How to track in TradeLyser

  • Mention Daily Review in trade comments when it influenced the decision.
  • Mirror the term in weekly review questions for consistency.
  • Filter trades mentioning the concept during monthly analytics.
  • Cross-link to related glossary terms in mentor notes.

Best practices

  • Teach Daily Review the same way to mentors and peers — shared vocabulary.
  • Re-read this page after major rule changes to Daily Review usage.
  • Prefer one improvement per month over ten simultaneous tweaks.
  • Link learn articles when Daily Review needs deeper study.

Common pitfalls

  • Using Daily Review buzzwords without measurable journal tags.
  • Copying another trader’s Daily Review rule without sample size context.
  • Skipping weekly review because the term feels “basic”.
  • Letting social media redefine Daily Review mid-quarter.

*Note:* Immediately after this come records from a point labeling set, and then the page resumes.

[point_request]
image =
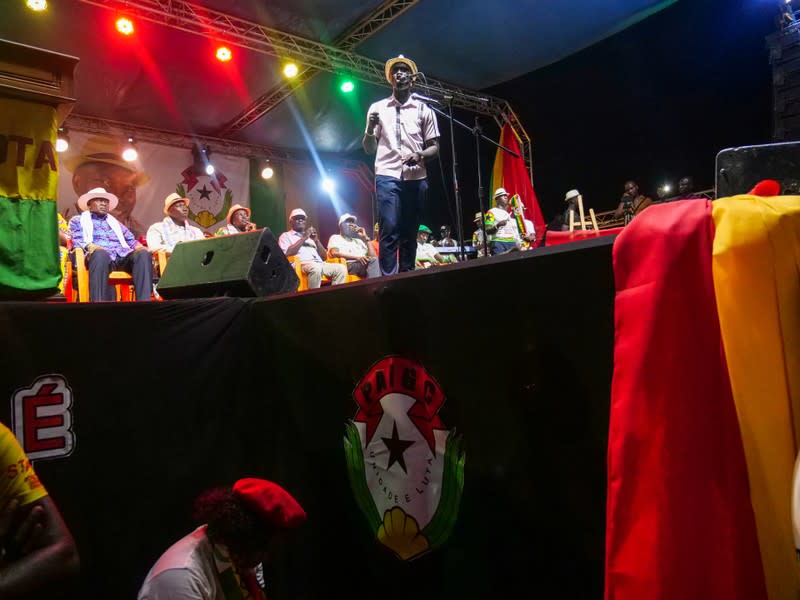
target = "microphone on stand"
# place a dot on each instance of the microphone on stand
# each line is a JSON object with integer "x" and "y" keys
{"x": 425, "y": 98}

How to use this in TradeLyser

Use TradeLyser end-of-day note template: P&L, rule breaks, emotion grade, one tomorrow rule. Streak-track daily review completion like journaling streak.

Reference guide

ContextValueReading
TimingSame day within 30 minutes of last tradeSkipping review on losing days
FocusProcess grades and one improvement for tomorrowOnly recording final P&L number

Related terms

Discipline Score
Psychology

A discipline score is a quantified measure of plan adherence calculated from the proportion of trades that followed all predefined rules — entry criteria, stop-loss placement, position sizing, and exit discipline. A score of 100% means every trade in the session matched the plan; lower scores identify where deviation occurred.

Emotion Grade
Psychology

An emotion grade is a subjective rating (typically 1–5 or a categorical label such as Calm / Nervous / Overconfident / Revenge) that a trader assigns to each trade or session to capture their emotional state. Over time, emotion grades reveal which states correlate with rule breaks, overtrading, or underperformance.

Pre-Trade Checklist
Psychology

A pre-trade checklist is a fixed list of conditions that must be true before order placement — covering setup validity, risk size, stop location, daily loss headroom, and emotional readiness. It converts discretionary impulses into pass/fail decisions.

Trade Post-Mortem
General

A trade post-mortem is a deliberate replay and write-up of a single trade (or session) to extract durable lessons — covering setup quality, execution timeline, emotional triggers, and alternative actions. It goes deeper than a one-line post-trade note.

Trading Journal
General

A trading journal is a systematic record of every trade a trader takes, documenting instrument, setup, entry and exit prices, position size, P&L, emotions, and rule adherence. It is the primary tool for identifying patterns, diagnosing mistakes, and proving whether an edge exists after costs on NSE and F&O books.

Weekly Review
General

A weekly review is a dedicated 30–60 minute session at the end of each trading week during which a trader examines their journal entries, calculates key metrics, identifies rule breaks and emotional patterns, and documents lessons and adjustments for the following week.

By trader level

Beginner

Start here — essential concepts

New to trading or journaling? These are the core terms you need to understand before anything else.

FAQ

How long should daily review take?

Ten to fifteen minutes for most intraday traders. Longer on event days when you document lessons from unusual volatility.

Daily review vs weekly review?

Daily captures session context; weekly aggregates patterns across days. You need both — daily is input, weekly is analysis.

Should I review on green days too?

Yes — winning days hide process flaws (oversize, no stop, luck). Grade execution on green days the same as red days.